Ultra-wideband and multi-frequency switchable terahertz absorber based on vanadium dioxide

In this paper, we present the design of a switchable terahertz absorber utilizing vanadium dioxide. The switching from ultra-wideband absorption to multi-frequency absorption is achieved by adjusting the conductivity of vanadium dioxide via temperature control. Specifically, when the conductivity of vanadium dioxide reaches 2 x 105 S/m, the absorber demonstrates an absorption bandwidth of 5.4 THz, attaining an absorption rate of 90 % within the frequency range of 3.9-9.3 THz. Conversely, at a conductivity level of 20 S/m, the absorber exhibits multi-frequency absorption characteristics, revealing four distinct absorption peaks, all surpassing 90 % absorption rate, located at frequencies of 3.94 THz, 7.06 THz, 7.7 THz, and 9.16 THz, respectively.

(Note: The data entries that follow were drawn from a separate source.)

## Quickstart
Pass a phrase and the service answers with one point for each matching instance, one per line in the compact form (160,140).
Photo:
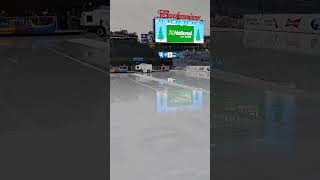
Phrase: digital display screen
(178,31)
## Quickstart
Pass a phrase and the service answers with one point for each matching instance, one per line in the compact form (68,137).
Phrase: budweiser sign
(166,14)
(293,22)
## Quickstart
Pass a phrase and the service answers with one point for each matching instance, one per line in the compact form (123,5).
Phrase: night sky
(18,7)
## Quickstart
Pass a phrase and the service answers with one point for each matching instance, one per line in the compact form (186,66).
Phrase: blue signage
(138,59)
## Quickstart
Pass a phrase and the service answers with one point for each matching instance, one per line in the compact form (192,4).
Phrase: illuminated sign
(179,31)
(169,55)
(166,14)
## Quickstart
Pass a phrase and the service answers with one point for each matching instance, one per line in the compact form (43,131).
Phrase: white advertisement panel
(198,68)
(253,22)
(272,22)
(296,23)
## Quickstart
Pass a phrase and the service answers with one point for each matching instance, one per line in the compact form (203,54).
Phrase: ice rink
(264,104)
(53,111)
(160,123)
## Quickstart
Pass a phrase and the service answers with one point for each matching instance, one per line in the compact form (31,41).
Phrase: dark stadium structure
(234,7)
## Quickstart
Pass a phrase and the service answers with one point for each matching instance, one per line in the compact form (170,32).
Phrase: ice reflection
(254,117)
(177,100)
(279,119)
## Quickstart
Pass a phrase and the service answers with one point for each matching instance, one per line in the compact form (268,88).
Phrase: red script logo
(293,22)
(166,14)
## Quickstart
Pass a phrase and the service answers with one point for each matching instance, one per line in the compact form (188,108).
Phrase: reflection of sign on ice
(179,100)
(279,119)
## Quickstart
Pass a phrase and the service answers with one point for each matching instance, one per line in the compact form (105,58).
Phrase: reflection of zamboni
(145,68)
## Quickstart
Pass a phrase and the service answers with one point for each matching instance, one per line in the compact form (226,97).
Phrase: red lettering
(166,14)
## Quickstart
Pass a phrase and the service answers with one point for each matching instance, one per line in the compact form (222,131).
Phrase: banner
(296,23)
(198,68)
(179,31)
(144,38)
(314,23)
(253,22)
(272,22)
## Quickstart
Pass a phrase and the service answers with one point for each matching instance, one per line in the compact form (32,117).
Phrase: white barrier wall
(292,42)
(198,68)
(296,23)
(300,23)
(252,21)
(314,23)
(272,22)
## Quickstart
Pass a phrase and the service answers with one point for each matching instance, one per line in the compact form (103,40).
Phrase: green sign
(182,34)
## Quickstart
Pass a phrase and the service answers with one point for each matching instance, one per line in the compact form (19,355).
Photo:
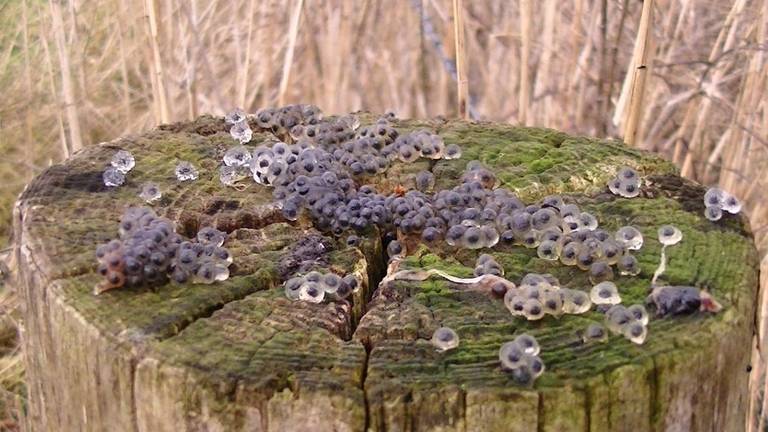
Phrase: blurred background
(78,72)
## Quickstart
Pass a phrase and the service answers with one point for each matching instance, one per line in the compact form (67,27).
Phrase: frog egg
(445,339)
(575,302)
(185,171)
(489,236)
(311,292)
(209,235)
(533,310)
(112,177)
(605,293)
(534,365)
(611,251)
(452,151)
(635,331)
(529,239)
(123,161)
(237,156)
(395,249)
(628,265)
(313,276)
(714,197)
(629,189)
(552,302)
(544,218)
(712,213)
(472,238)
(569,253)
(331,283)
(616,317)
(615,186)
(206,274)
(639,313)
(455,234)
(629,237)
(731,204)
(511,356)
(669,235)
(600,271)
(292,287)
(595,333)
(548,250)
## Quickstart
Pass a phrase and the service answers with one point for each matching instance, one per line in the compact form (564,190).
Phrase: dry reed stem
(641,59)
(67,86)
(293,30)
(462,82)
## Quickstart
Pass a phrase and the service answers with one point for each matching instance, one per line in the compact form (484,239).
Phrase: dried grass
(76,73)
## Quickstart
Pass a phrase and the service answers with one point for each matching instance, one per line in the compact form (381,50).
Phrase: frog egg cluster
(149,249)
(521,358)
(314,286)
(185,171)
(239,129)
(122,162)
(626,183)
(445,339)
(717,201)
(150,192)
(486,264)
(631,322)
(539,295)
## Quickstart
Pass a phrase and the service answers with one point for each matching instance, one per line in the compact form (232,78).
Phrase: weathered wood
(237,355)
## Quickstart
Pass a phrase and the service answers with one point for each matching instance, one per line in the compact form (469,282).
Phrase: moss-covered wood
(238,355)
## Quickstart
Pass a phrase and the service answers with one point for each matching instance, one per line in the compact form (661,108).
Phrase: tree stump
(238,355)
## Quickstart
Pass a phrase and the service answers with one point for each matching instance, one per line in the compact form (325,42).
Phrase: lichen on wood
(238,355)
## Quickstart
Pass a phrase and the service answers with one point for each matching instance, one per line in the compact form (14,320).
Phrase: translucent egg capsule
(595,333)
(575,302)
(616,317)
(714,197)
(548,250)
(552,302)
(533,310)
(445,339)
(628,265)
(311,292)
(113,177)
(544,218)
(669,235)
(185,171)
(731,204)
(209,235)
(569,253)
(237,156)
(514,302)
(123,161)
(605,293)
(639,313)
(713,213)
(635,331)
(452,151)
(629,237)
(511,356)
(241,132)
(600,271)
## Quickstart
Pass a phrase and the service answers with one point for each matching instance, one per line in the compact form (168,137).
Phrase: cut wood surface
(239,355)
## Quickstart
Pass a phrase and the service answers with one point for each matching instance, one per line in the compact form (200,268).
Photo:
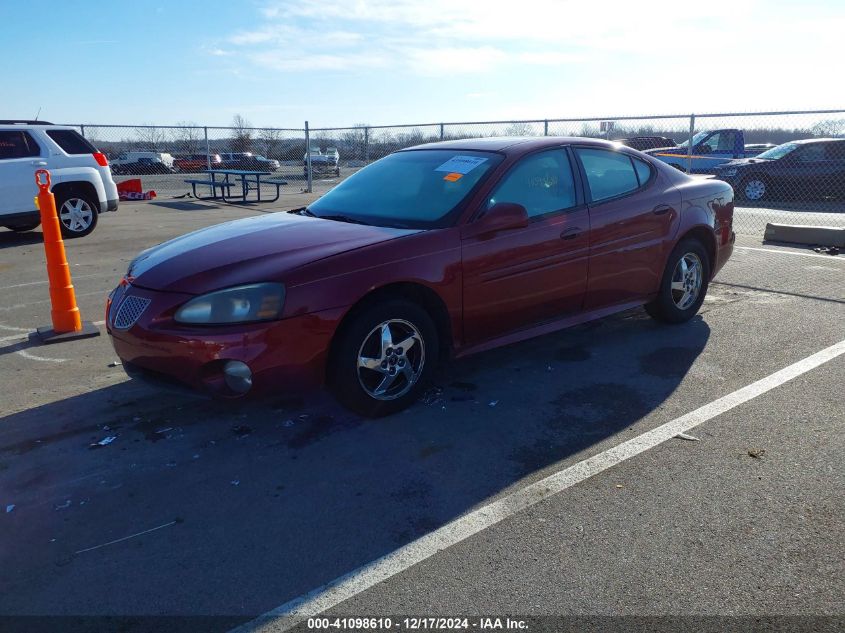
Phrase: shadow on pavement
(221,508)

To elucidate the underlying physical mechanisms governing these two distinct absorption modes, we utilize the impedance matching theory and conduct an analysis of the distribution of electric field energy. Furthermore, the absorber exhibits polarization insensitivity and maintains effective performance across a broad spectrum of incident angles, ranging from 0 to 80 degrees. The designed absorber holds significant potential for application in terahertz imaging, sensor technology, communications, and the optoelectronic industry.